Until now, the CSSF required each Luxembourg UCITS to identify a promoter, in essence a deep pocket. The idea of a promoter was driven by investor protection considerations. Such promoter had to be approved by the CSSF. To be eligible, promoters had to have a sufficient financial surface and be regulated.

The CSSF's requirement for a promoter (and the very concept thereof) has been debated for some time and will now be abandoned.

This is the result of the increased demands imposed by CSSF Circular 12/546 on Luxembourg self-managed UCITS and UCITS management companies. The CSSF now considers that a self-managed UCITS or a UCITS management company ensures a high enough level of investor protection if it complies with such Circular.

Once the CSSF has confirmed to the self-managed UCITS or UCITS management company that it is in compliance with Circular 12/546, the entity acting as a promoter will be released from its obligations.

Since compliance with Circular 12/546 must be ensured before 1 July 2013, the concept of promotership will effectively cease to exist on such date.

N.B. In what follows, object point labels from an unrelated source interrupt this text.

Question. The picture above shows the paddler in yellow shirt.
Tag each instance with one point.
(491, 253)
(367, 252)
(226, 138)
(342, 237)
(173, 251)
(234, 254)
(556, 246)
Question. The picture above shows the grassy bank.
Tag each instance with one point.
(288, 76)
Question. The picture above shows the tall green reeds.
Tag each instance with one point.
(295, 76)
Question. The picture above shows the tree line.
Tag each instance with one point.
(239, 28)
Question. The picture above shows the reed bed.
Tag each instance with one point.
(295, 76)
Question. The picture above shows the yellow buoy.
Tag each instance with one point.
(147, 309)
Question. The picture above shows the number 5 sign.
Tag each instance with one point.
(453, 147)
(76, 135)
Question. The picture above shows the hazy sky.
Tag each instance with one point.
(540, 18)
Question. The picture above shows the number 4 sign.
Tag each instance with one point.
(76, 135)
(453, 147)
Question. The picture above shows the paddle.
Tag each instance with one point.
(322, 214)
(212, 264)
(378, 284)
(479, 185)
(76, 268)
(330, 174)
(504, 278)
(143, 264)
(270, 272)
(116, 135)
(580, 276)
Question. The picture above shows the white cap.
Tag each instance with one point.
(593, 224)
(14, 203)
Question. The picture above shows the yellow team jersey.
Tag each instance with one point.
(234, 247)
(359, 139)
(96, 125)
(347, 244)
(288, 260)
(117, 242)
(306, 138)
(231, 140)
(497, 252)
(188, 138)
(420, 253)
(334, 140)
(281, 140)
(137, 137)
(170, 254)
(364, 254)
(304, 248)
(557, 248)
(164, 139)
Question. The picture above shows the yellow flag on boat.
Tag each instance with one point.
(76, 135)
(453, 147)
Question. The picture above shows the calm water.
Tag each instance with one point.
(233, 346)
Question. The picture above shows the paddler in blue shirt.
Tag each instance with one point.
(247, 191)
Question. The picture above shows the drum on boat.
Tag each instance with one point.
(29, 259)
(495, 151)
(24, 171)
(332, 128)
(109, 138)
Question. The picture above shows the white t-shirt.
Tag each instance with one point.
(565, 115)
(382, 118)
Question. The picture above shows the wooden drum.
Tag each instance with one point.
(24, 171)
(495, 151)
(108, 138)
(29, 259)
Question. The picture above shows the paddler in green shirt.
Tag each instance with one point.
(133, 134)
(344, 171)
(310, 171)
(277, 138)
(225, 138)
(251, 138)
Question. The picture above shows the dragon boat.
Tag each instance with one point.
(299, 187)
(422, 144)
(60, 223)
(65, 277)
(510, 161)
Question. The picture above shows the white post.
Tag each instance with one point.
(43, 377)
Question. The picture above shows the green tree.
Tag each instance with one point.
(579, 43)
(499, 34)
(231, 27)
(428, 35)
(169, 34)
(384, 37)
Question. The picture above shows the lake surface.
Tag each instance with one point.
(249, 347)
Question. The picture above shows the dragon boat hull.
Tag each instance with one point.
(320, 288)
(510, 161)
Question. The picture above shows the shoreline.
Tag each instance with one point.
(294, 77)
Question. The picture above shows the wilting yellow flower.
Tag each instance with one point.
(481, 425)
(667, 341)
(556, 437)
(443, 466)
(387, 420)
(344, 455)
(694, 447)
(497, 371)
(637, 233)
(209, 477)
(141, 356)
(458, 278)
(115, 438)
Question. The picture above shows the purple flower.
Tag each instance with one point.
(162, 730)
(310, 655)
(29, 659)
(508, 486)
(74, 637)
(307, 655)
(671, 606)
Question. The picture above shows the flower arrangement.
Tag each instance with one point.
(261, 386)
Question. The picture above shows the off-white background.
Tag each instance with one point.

With respect to the so-called "Part 2" funds (non-UCITS funds, set-up under Part 2 of the law of 17 December 2010 on UCIs), the requirement for a promoter will be assessed after the implementation into Luxembourg law of AIFMD.

One may wonder whether the CSSF will nevertheless continue to ask for information on the entity at the origin of a UCITS project, similar to what is currently required with respect to specialised investment funds (SIFs) and investment companies in risk capital (SICARs) and their so-called "initiator".